Composite end-points of disease progression, such as time to clinical worsening (TTCW), have been employed as a secondary or an exploratory end-point in many PAH trials to assess the effects of drugs on disease progression. The definitions of TTCW have included death, and the morbidity events of hospitalisation and PAH worsening. However, definitions of TTCW have not been uniform across studies (table 2), making meaningful comparisons across trials difficult. As death and hospitalisation are rarely the first event, PAH worsening tends to drive the TTCW effect. As such, this end-point should be clearly defined and robustly assessed. However, historically, PAH worsening has rarely been independently adjudicated, which introduces the potential for bias and for inconsistency between different sites and investigators. For example, among the pivotal trials leading to the submission of therapies for approval to the US Food and Drug Administration or European Medicines Agency, only the ARIES study with ambrisentan and IMPRES (Imatinib in Pulmonary arterial hypertension, a Randomized Efficacy Study) had adjudication committees that determined some, although not all, components of TTCW [23, 35]. Even more robust components, such as hospitalisation for PAH, should be independently adjudicated to ensure that hospitalisation events are non-elective and not influenced by non-clinical considerations, such as distance required to travel and availability of hospital beds. It is critical to distinguish between short “ward stays” and genuine hospitalisation and hospitalisation “for PAH” not “with PAH” to limit potential bias. It should be noted that imatinib is not presently approved as a therapy for PAH. Further concerns surrounding TTCW include the short-term fixed duration of the trial, insufficient population sample size, and statistical powering to examine treatment effects, as it has never been used as the primary end-point. This means the results have been based on a limited number of events (table 2) and so robustness is compromised. Given these limitations, the extrapolation of TTCW data obtained from short-term trials into meaningful outcomes in the long-term should be done with caution. Therefore, although it offers potential advantages over an indirect symptomatic measurement such as changes in 6MWD, TTCW, as used to date, has a number of limitations.
Morbidity and mortality in composite end-points in PAH trials
To further advance the field of PAH and optimise treatment for patients, there is a need to evaluate the efficacy of drugs and treatment strategies on long-term morbidity and mortality outcomes in order to truly determine their effect on prognosis. As death is a relatively rare event, to conduct a mortality study in PAH with enough statistical power to detect a treatment effect, a large number of patients would be required [41]. Given the rare nature of PAH, to coordinate and run a trial with a large patient population requires considerable organisation. In addition, it is generally perceived that at present when multiple therapies are available, conducting a survival trial would be unethical. Increasing the event rate by including clinically relevant morbidity events in the primary end-point (which for PAH may include lung transplantation, atrial septostomy, the requirement for intravenous drugs and PAH worsening) alongside mortality reduces the number of patients required and renders a trial more logistically practicable.

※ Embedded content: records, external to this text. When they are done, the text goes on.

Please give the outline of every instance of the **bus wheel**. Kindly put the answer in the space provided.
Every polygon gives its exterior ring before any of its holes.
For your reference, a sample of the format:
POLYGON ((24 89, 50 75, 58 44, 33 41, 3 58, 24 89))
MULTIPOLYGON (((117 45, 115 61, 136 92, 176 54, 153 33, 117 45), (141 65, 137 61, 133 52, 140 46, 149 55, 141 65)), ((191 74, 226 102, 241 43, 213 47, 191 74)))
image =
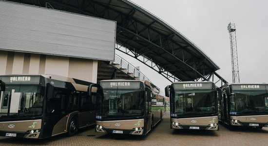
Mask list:
POLYGON ((257 129, 260 129, 262 128, 263 127, 261 127, 261 126, 256 126, 256 128, 257 128, 257 129))
POLYGON ((75 118, 71 119, 69 123, 69 129, 68 131, 68 134, 70 136, 75 135, 77 131, 77 120, 75 118))

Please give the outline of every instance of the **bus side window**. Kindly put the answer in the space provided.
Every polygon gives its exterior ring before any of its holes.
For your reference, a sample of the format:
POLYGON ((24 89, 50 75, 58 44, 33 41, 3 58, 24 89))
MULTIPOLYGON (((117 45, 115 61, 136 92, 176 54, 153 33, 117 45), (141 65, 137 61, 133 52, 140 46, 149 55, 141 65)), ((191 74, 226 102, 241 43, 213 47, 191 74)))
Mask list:
POLYGON ((68 104, 69 109, 75 110, 79 108, 78 97, 79 96, 79 94, 80 93, 77 92, 70 95, 68 104))

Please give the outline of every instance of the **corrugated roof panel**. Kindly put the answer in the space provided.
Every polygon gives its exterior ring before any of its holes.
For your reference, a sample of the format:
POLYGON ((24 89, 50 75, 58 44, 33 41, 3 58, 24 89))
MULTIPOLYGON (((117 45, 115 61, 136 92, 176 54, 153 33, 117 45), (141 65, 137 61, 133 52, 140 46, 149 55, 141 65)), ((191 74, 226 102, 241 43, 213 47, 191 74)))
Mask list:
POLYGON ((0 49, 114 60, 115 21, 0 3, 0 49))

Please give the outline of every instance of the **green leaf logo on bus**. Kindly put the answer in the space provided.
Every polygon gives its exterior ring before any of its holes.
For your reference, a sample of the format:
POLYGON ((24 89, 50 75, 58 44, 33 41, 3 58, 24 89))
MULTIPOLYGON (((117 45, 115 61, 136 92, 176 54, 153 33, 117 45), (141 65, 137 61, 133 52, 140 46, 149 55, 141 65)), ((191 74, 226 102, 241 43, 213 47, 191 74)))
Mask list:
POLYGON ((33 125, 32 126, 28 127, 28 128, 34 128, 36 127, 36 125, 37 124, 37 122, 34 122, 34 123, 33 123, 33 125))
POLYGON ((211 121, 210 121, 210 122, 212 122, 212 123, 214 123, 215 122, 215 118, 212 118, 212 120, 211 120, 211 121))
POLYGON ((141 122, 140 120, 138 121, 138 123, 134 124, 134 125, 139 126, 140 124, 140 122, 141 122))

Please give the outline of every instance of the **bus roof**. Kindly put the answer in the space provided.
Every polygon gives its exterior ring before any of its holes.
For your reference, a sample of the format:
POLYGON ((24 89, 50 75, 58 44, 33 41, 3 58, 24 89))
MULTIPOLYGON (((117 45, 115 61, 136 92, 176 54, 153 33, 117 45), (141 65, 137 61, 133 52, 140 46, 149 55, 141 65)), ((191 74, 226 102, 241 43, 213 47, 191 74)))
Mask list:
POLYGON ((93 83, 81 80, 76 78, 66 77, 56 74, 5 74, 1 75, 0 76, 41 76, 44 78, 57 80, 63 82, 71 83, 75 89, 77 91, 87 91, 88 87, 93 83))

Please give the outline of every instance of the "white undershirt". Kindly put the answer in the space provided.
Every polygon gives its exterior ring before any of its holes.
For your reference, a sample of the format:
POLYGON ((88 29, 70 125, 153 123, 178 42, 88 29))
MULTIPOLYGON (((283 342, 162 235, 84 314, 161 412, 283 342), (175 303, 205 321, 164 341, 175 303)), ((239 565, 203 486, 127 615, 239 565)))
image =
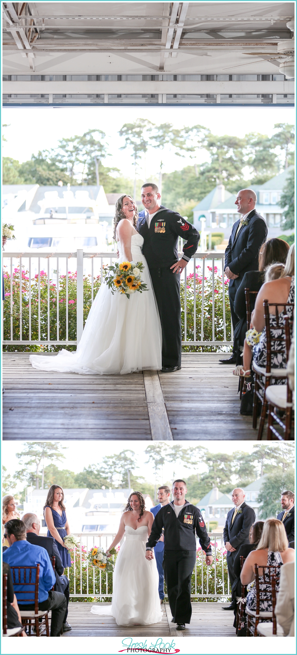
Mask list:
POLYGON ((175 503, 173 503, 173 506, 174 508, 174 512, 176 514, 176 516, 178 516, 180 512, 182 511, 184 505, 176 505, 175 503))
POLYGON ((154 212, 153 214, 148 214, 148 223, 149 227, 149 225, 151 225, 151 219, 153 218, 154 216, 155 216, 156 214, 157 214, 158 212, 159 212, 159 210, 157 210, 157 212, 154 212))

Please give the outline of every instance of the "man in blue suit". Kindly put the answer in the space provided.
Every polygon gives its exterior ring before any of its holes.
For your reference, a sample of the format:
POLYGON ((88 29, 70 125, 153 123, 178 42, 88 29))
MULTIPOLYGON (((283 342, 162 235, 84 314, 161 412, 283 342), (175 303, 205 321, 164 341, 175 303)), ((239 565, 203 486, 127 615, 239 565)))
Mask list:
MULTIPOLYGON (((161 507, 164 505, 168 505, 169 502, 169 497, 171 491, 168 487, 166 485, 162 485, 158 489, 158 500, 159 505, 156 505, 155 507, 151 507, 150 512, 154 516, 157 514, 161 507)), ((164 600, 164 571, 163 567, 163 552, 164 552, 164 536, 160 537, 158 543, 154 547, 155 557, 156 558, 157 568, 158 569, 159 573, 159 595, 160 597, 161 603, 163 602, 164 600)))

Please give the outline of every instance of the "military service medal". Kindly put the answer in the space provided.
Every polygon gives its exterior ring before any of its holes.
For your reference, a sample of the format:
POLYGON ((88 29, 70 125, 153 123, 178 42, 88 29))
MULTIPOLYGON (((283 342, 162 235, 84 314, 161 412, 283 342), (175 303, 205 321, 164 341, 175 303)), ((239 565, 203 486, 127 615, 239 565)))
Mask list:
POLYGON ((157 223, 155 223, 155 232, 162 232, 164 234, 165 231, 165 221, 158 221, 157 223))

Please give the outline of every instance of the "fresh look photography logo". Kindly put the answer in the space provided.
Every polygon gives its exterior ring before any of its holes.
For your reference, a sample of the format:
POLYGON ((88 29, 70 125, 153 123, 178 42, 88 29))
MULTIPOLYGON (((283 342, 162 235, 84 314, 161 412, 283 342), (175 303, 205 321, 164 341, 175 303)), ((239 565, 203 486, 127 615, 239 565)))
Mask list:
POLYGON ((124 646, 123 650, 119 650, 119 653, 179 653, 180 649, 175 648, 175 642, 173 641, 164 642, 162 637, 159 637, 155 643, 151 642, 148 644, 147 640, 144 642, 133 642, 132 637, 125 637, 122 641, 124 646))

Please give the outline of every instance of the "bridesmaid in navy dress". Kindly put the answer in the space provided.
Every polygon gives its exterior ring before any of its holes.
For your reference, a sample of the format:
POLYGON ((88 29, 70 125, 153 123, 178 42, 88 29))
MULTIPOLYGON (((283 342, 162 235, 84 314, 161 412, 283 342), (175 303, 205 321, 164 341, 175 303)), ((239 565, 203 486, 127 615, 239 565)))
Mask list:
POLYGON ((58 547, 64 569, 71 567, 70 555, 64 542, 64 538, 70 534, 70 528, 67 519, 63 489, 58 485, 52 485, 49 491, 43 515, 47 524, 47 536, 53 536, 58 547))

This being said, it still needs to be recognised that large numbers of patients are required for morbidity and mortality studies. Such trials are time-consuming and costly and they reduce the pool of patients available for other clinical studies. For these reasons, careful selection of the drugs to be tested in such a trial design needs to be made. A strong preclinical and clinical rationale for drugs to be tested is required. It is therefore important that candidate drugs are first tested in well-designed phase II clinical trials using appropriate end-points. The conduct of a randomised, placebo-controlled morbidity and mortality study in any fatally progressive disease also requires careful consideration.

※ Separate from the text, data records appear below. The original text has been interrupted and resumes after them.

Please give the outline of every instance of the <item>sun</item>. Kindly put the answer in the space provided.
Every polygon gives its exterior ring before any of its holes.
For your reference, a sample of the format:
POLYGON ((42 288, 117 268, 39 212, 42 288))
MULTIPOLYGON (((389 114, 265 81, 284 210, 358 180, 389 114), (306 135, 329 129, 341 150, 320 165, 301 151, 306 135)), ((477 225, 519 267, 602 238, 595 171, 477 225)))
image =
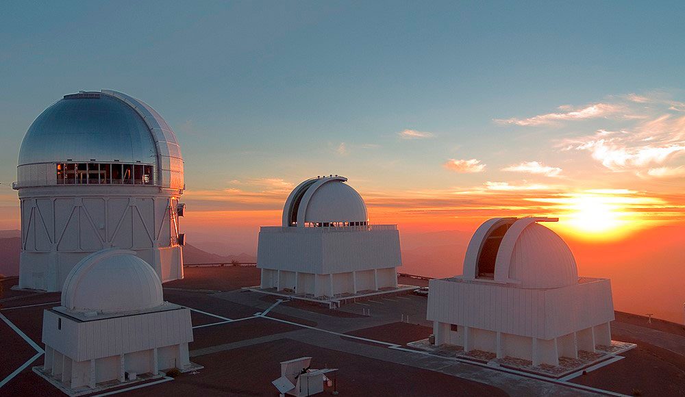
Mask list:
POLYGON ((578 233, 597 237, 621 231, 627 221, 622 218, 620 205, 610 198, 591 194, 573 197, 568 207, 566 222, 578 233))

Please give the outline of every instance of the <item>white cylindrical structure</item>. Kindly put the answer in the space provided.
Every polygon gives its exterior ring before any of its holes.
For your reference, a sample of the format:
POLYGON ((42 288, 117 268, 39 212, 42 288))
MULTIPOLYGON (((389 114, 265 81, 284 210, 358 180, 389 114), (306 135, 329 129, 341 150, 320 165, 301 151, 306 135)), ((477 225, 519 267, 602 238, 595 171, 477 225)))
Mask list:
POLYGON ((180 146, 142 101, 109 90, 65 95, 26 133, 14 188, 20 287, 60 291, 79 260, 108 248, 136 251, 162 281, 183 277, 180 146))

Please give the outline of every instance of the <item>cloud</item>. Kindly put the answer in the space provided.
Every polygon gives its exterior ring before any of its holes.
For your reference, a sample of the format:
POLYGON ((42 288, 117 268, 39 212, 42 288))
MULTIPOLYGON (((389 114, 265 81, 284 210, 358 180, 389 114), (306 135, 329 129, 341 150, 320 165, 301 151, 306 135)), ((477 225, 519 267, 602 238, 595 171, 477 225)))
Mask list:
POLYGON ((433 138, 433 133, 425 131, 416 131, 414 129, 405 129, 397 133, 397 135, 402 139, 425 139, 433 138))
POLYGON ((653 168, 685 154, 685 116, 661 115, 641 122, 632 131, 601 129, 591 136, 565 140, 560 146, 562 150, 589 151, 593 159, 614 171, 653 168))
POLYGON ((498 190, 498 191, 512 191, 512 190, 546 190, 550 189, 550 186, 547 185, 542 185, 540 183, 522 183, 519 185, 512 185, 509 182, 490 182, 488 181, 485 183, 485 185, 488 190, 498 190))
POLYGON ((560 168, 545 166, 538 162, 523 162, 520 164, 503 168, 502 170, 511 172, 528 172, 546 177, 558 177, 562 171, 560 168))
POLYGON ((443 166, 455 172, 471 173, 481 172, 485 170, 485 164, 482 164, 480 160, 471 159, 470 160, 458 160, 450 159, 443 166))
POLYGON ((623 106, 612 103, 594 103, 577 110, 571 110, 568 105, 560 107, 564 112, 538 114, 527 118, 496 118, 499 124, 513 124, 521 126, 534 126, 553 124, 567 120, 584 120, 598 118, 616 114, 623 109, 623 106))
POLYGON ((336 149, 336 151, 338 152, 338 154, 341 156, 344 156, 347 154, 347 146, 345 146, 344 142, 340 142, 340 144, 338 145, 338 149, 336 149))
POLYGON ((685 166, 649 168, 647 170, 647 173, 650 177, 654 177, 656 178, 675 178, 677 177, 685 177, 685 166))

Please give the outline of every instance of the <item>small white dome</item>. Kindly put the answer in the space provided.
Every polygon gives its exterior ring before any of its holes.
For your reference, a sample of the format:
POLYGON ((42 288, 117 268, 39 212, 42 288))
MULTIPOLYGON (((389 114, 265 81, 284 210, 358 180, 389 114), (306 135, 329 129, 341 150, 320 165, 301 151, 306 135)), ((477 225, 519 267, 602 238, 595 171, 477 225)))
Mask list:
POLYGON ((558 288, 578 282, 571 248, 559 235, 532 223, 519 235, 509 266, 509 278, 524 288, 558 288))
POLYGON ((484 222, 469 243, 464 277, 513 283, 523 288, 558 288, 578 282, 571 248, 537 222, 547 218, 495 218, 484 222))
POLYGON ((364 199, 338 175, 312 178, 290 193, 283 209, 283 226, 303 227, 307 223, 366 222, 364 199))
POLYGON ((130 311, 163 303, 162 282, 152 266, 135 252, 116 248, 82 259, 66 277, 62 292, 62 305, 74 311, 130 311))
POLYGON ((364 222, 366 205, 356 190, 342 182, 329 182, 316 189, 307 205, 305 222, 364 222))

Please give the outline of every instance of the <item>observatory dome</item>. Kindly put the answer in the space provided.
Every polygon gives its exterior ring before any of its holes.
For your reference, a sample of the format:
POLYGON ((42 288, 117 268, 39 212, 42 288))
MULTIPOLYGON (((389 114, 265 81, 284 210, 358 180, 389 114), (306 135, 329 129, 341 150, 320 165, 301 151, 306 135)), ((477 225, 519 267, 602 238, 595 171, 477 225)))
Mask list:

An important methodological consideration with long-term randomised trials arises from the changing nature of the disease course and the frequent changes in treatments during follow-up, which both tend to diminish the long-term effects of randomisation. This effect is exacerbated by the inclusion of open-label escape arms that are common so a patient can receive the active drug following withdrawal. In countries where PAH drugs are not available, enrolment into a PAH trial may be the only opportunity a patient has of receiving active treatment. However, such a strategy will impact on the interpretation of the data from both the intent-to-treat and per-protocol analyses of long-term randomised trials, particularly so for a rapidly progressing disease such as PAH. Indeed, the intent-to-treat analysis will only consider the treatment the patients were initially randomised to, not taking into account possible changes over a long follow-up, including the switch of many patients from placebo to the active drug, or changing the dose of the active drug. Such changes are more likely with longer follow-up and will tend to attenuate the measures of effectiveness. However, the per protocol analysis will be based on the compliant patients who continue to do well on treatment, which may overstate the measure of effectiveness.
The Task Force on End Points and Clinical Trial Design, which met at the 4th World Symposium on PH at Dana Point [36], recommended that a composite clinical outcome end-point that includes mortality and morbidity be used as a primary end-point in phase III pivotal trials. The recommended definition for uniform use was based on that used in TTCW with the important difference being robustly defined components and their adjudication by an independent committee. The definition consisted of all-cause mortality, non-elective hospital stay for PAH (with predefined criteria, usually intravenous prostanoid initiation, lung transplantation or atrial septostomy) or disease progression, the latter being defined as a certain decrease in 6MWD and worsening of World Health Organization functional class. In addition, it is important to use all-cause mortality in the primary end-point rather than mortality due to PAH, as this would capture deaths that may be related to the study drug rather than the disease.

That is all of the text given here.